Buried at Sea: The Casket That Carried John F Kennedy

The story of JFK's original coffin is worth telling. It was ordered from Dallas undertaker Vernon O’Neal by Secret Service agent Clint Hill when futile attempts at Parkland Hospital to save the slain President were finally abandoned. Hill is the man who leapt onto the back of Kennedy’s limousine after the fatal shots were fired. A solid bronze model was chosen, lined with white satin that cost $3,995 – more than $36,000 today.
The casket was a Handley Britannia model by the Elgin Casket Company that weighed in at over 400 pounds. O’Neal needed the help of his employees to load the casket into the hearse. By the time he arrived at the hospital and saw the condition of the body he was there to load into the premium coffin, he was shocked at what he saw.
Kennedy’s wound was profuse with blood, still oozing from his remains. To preserve the integrity of the casket, he and the nurses wrapped the President’s body in linen sheets and lined the coffin with plastic so that blood would not seep through to the lining. It did little to preserve the quality of the interior. Kennedy’s autopsy would be conducted at Bethesda Naval Hospital near Washington, at the request of the now former First Lady.

At Parkland the body of JFK was placed in the coffin and the Secret Service entourage began to wheel it from the hospital for a flight to Washington. There are conflicting reports of what happened next. According to one account the agents were stopped by Dr Earl Rose, the Dallas County Medical Examiner who physically barred their way and insisted that the body could not be removed because, by law, an autopsy had to be performed in Dallas.
The agents and Kennedy aides pleaded and argued with Rose, but he would not budge. As tempers began to fray, Justice of the Peace Theron Ward was sent for to overrule Rose. But he refused and, siding with the Medical Examiner, he said: “It’s just another homicide as far as I’m concerned.”
Still reeling with shock, disbelief, anger and incredulity at what had happened an hour or so earlier, this was the final straw for Kennedy’s men. Kenny O’Donnell, a close aide of the fallen President, lost his temper and was reported to have shouted: “Go f--- yourself. We’re leaving. Get the hell out of the way!”
With the Secret Service men threatening fisticuffs and apparently ready to draw their guns, Rose, Ward and some Dallas policemen were shoved aside as the President’s coffin, used almost as a battering ram, was hustled out of the hospital.
However, agent Clint Hill remembers the incident differently. In later testimony he makes no reference to a dramatic encounter and says that the Dallas official reluctantly agreed that the slain President's body could be taken provided that he was accompanied by a qualified medical person until the time of an autopsy in Washington. With that assurance the body was then removed from the hospital.
When doctors in Bethesda opened the bronze casket, they saw that Kennedy’s remains were not limited to the makeshift protective lining set up by O’Neal in Dallas. By the time the body was embalmed and presentable, O’Neal’s casket was a mess and would not be used for the President’s viewing in the Capitol. The funeral home that embalmed Kennedy took the casket. Not knowing what to do with it, they kept it for more than a year.
Back in Dallas, Vernon O’Neal was arguing with the U.S. government over the price tag of the coffin. The government felt it was excessive, but even after O’Neal lowered the price, the two sides remained at an impasse. What O’Neal really wanted, however, was the coffin returned. He was getting offers for more than $100,000 for it – nearly $1 million today.
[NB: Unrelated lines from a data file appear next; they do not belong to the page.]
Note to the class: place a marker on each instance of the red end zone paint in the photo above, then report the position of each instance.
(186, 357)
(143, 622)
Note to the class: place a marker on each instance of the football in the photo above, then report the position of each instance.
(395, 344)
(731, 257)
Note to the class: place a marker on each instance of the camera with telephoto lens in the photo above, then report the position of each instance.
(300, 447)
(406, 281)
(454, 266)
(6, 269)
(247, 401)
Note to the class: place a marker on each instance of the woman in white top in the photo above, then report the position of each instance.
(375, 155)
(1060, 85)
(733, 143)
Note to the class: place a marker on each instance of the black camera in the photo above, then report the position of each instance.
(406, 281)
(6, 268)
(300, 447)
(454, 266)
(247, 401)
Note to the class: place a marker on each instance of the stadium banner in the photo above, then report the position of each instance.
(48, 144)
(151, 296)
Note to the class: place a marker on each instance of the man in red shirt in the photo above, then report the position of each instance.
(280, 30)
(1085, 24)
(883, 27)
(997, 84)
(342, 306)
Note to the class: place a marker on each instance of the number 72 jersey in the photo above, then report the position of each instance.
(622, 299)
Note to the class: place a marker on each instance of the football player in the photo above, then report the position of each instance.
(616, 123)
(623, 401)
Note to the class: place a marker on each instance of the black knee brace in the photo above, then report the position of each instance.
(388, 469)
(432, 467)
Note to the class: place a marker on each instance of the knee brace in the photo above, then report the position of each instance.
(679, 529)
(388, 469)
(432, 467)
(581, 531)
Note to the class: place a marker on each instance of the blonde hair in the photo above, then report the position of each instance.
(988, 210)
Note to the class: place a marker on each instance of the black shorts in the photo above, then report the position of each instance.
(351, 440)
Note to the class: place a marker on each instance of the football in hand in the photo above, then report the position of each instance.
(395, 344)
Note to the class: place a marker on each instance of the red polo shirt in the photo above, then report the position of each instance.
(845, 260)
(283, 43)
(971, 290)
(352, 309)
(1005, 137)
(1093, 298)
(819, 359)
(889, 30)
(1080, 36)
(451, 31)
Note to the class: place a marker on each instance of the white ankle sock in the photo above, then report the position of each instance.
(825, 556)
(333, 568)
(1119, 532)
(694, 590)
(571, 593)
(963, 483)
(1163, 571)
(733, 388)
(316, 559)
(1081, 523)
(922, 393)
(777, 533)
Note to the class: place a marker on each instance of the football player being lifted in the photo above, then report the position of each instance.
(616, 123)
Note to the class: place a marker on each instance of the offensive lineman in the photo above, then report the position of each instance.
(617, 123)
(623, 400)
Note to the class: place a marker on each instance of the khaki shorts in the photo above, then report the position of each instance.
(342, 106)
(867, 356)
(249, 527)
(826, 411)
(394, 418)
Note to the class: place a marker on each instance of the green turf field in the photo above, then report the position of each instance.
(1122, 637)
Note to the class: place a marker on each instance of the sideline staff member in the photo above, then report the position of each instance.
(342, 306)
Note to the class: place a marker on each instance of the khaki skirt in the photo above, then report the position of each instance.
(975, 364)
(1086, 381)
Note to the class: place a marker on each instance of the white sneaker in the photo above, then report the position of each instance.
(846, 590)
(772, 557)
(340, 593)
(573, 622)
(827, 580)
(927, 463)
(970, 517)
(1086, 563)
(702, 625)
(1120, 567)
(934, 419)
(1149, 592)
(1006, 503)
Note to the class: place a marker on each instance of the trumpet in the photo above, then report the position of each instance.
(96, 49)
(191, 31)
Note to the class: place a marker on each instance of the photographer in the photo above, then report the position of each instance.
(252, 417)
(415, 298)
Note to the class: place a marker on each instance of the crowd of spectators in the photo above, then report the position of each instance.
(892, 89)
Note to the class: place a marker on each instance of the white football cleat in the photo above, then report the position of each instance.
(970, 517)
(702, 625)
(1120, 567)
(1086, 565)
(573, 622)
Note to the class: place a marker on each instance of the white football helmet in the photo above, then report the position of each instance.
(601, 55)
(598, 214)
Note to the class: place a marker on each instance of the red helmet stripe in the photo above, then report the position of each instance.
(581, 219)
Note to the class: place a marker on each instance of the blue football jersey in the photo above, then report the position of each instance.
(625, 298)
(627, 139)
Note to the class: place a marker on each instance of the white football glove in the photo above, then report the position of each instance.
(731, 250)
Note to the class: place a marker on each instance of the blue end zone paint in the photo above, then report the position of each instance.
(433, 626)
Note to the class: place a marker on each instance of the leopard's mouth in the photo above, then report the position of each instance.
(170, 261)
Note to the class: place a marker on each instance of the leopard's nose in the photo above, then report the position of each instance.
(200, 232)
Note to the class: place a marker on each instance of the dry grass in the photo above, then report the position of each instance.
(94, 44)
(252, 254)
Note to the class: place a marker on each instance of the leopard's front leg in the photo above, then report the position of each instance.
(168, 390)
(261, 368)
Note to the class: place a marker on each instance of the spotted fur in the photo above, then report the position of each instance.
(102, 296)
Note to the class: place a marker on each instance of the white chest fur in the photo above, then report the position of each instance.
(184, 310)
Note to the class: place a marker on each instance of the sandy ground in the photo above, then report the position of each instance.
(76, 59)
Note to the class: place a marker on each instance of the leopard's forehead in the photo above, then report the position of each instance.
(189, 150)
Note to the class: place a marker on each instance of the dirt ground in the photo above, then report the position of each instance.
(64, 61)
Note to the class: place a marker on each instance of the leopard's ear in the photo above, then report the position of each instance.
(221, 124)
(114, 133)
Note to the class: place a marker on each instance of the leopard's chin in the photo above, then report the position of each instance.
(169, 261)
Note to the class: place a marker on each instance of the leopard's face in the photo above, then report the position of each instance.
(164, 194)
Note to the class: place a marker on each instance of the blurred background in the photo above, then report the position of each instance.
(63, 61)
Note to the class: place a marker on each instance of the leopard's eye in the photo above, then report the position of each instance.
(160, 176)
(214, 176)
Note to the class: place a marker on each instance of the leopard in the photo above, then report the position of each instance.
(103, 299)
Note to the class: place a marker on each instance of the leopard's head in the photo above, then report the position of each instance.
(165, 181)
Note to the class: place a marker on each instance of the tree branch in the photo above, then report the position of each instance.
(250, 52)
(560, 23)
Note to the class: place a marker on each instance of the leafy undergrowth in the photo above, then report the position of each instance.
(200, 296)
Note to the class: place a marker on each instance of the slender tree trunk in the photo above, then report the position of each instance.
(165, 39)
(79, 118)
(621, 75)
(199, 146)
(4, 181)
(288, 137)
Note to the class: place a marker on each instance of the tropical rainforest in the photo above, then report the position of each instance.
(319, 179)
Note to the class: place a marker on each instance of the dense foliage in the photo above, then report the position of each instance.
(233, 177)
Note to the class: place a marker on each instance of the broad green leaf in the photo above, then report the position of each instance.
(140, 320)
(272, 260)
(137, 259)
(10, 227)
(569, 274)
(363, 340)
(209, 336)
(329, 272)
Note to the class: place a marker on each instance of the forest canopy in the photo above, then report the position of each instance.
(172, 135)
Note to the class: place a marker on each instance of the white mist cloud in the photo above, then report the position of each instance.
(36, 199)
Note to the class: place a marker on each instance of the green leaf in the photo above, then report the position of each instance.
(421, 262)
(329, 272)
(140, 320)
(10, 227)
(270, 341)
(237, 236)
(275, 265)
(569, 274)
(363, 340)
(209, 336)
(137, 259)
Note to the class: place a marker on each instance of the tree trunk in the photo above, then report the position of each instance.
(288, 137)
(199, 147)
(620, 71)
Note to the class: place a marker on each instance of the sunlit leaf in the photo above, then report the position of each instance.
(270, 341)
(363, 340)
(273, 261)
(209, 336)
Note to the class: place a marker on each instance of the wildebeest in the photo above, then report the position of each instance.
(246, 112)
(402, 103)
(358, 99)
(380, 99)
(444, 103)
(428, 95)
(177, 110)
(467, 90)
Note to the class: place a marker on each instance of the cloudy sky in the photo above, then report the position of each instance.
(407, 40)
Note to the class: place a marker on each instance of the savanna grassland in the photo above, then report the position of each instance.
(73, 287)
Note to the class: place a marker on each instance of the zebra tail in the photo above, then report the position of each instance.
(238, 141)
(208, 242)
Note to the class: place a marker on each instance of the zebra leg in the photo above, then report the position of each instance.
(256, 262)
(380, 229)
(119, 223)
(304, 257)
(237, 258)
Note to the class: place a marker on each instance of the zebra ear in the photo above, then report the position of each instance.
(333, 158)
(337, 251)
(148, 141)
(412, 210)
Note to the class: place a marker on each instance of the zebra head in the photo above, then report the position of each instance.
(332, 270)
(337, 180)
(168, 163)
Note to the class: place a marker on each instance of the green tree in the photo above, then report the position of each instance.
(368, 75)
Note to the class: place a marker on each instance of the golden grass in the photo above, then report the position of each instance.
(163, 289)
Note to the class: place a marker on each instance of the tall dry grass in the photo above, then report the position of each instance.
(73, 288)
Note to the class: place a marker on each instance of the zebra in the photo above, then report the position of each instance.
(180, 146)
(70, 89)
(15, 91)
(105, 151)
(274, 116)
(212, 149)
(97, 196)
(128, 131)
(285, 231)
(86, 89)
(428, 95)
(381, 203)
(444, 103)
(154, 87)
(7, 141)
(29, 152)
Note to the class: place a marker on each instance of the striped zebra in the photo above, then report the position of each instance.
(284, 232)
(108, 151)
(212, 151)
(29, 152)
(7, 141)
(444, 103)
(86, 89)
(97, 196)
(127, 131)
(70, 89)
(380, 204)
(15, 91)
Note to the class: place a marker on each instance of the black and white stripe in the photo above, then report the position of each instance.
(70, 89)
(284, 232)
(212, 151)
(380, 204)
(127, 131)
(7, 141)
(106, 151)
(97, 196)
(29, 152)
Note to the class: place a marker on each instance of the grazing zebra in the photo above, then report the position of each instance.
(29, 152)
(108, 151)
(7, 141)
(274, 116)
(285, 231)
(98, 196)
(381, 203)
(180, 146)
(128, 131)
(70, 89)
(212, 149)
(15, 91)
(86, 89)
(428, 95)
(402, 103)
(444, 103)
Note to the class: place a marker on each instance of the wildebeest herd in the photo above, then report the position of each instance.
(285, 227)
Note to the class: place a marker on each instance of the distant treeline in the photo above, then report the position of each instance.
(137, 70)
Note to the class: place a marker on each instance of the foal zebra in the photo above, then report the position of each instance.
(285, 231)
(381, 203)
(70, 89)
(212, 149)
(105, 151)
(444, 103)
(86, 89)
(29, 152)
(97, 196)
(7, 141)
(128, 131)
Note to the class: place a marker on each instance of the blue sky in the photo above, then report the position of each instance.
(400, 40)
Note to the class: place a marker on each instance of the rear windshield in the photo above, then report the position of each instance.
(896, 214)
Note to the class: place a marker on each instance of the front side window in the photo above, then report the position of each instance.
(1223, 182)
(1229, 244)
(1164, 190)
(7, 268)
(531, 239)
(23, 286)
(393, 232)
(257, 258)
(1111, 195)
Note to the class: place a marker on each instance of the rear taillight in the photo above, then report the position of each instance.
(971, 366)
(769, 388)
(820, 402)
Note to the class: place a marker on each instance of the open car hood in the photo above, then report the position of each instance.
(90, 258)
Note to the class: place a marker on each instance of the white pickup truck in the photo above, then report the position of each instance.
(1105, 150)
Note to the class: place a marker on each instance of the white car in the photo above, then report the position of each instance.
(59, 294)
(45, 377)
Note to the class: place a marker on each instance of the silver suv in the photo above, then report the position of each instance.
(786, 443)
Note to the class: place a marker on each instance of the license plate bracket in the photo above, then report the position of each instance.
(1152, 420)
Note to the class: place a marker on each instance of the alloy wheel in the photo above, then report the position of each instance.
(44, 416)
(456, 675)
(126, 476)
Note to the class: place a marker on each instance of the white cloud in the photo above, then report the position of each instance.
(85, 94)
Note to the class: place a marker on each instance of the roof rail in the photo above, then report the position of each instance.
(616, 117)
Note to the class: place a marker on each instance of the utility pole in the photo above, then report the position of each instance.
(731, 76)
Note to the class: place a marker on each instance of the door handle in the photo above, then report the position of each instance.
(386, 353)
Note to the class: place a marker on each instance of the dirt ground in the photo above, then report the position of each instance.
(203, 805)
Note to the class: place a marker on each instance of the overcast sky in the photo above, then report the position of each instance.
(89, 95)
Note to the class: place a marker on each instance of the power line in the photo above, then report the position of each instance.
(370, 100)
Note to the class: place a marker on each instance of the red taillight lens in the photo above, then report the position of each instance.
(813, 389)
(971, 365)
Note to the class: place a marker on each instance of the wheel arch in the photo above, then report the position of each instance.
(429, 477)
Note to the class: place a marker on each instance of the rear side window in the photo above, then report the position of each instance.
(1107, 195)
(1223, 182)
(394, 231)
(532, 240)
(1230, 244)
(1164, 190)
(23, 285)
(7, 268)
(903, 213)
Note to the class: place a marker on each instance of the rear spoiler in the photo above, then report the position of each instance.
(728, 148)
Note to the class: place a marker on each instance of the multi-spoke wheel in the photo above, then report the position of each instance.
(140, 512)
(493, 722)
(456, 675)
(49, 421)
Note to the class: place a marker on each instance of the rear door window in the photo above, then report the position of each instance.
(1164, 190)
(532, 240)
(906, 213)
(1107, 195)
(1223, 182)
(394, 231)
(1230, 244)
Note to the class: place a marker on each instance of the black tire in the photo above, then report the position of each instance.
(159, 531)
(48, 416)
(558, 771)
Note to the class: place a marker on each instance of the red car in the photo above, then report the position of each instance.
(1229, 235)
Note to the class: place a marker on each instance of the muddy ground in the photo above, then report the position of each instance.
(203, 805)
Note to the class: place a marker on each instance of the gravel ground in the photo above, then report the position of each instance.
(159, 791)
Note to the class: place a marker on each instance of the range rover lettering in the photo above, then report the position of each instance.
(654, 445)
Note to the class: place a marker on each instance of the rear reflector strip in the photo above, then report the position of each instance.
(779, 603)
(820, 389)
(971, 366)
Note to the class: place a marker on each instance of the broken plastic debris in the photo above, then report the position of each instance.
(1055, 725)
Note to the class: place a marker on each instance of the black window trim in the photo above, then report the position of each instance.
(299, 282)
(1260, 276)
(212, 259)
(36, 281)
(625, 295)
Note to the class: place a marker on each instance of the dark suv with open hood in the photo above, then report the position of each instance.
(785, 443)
The federal government, to prevent the casket from falling into the hands of the “morbidly curious,” paid O’Neal his $3,495, then turned it over to the U.S. Air Force, who drilled holes in it, filled it with 80-pound sandbags and crated it before dropping it into the Atlantic Ocean 100 miles East of Washington, D.C. President Kennedy, A Navy veteran of WWII, had once considered a burial at sea.
Later, there were reports that Vernon O’Neal had received an offer of $100,000 for the coffin so that it could be put on display as a relic of the assassination. But it no longer belonged to him and on 18th February, 1966, at the Kennedy family’s request, it was disposed of by the Air Force. They filled the casket with sandbags, encased it in a solid pine box, then drilled over 40 holes into the structure. It was also bound with metal banding tape and finally fitted with parachutes.
This rare load was taken aboard a C130 transport plane, then flew to a selected point 9,000 feet deep and away from shipping lanes. At 10am the casket was pushed out of the C130’s tail hatch and after the parachutes softened its landing on the water it immediately sank. The C130 circled the area for 20 minutes to make sure nothing resurfaced.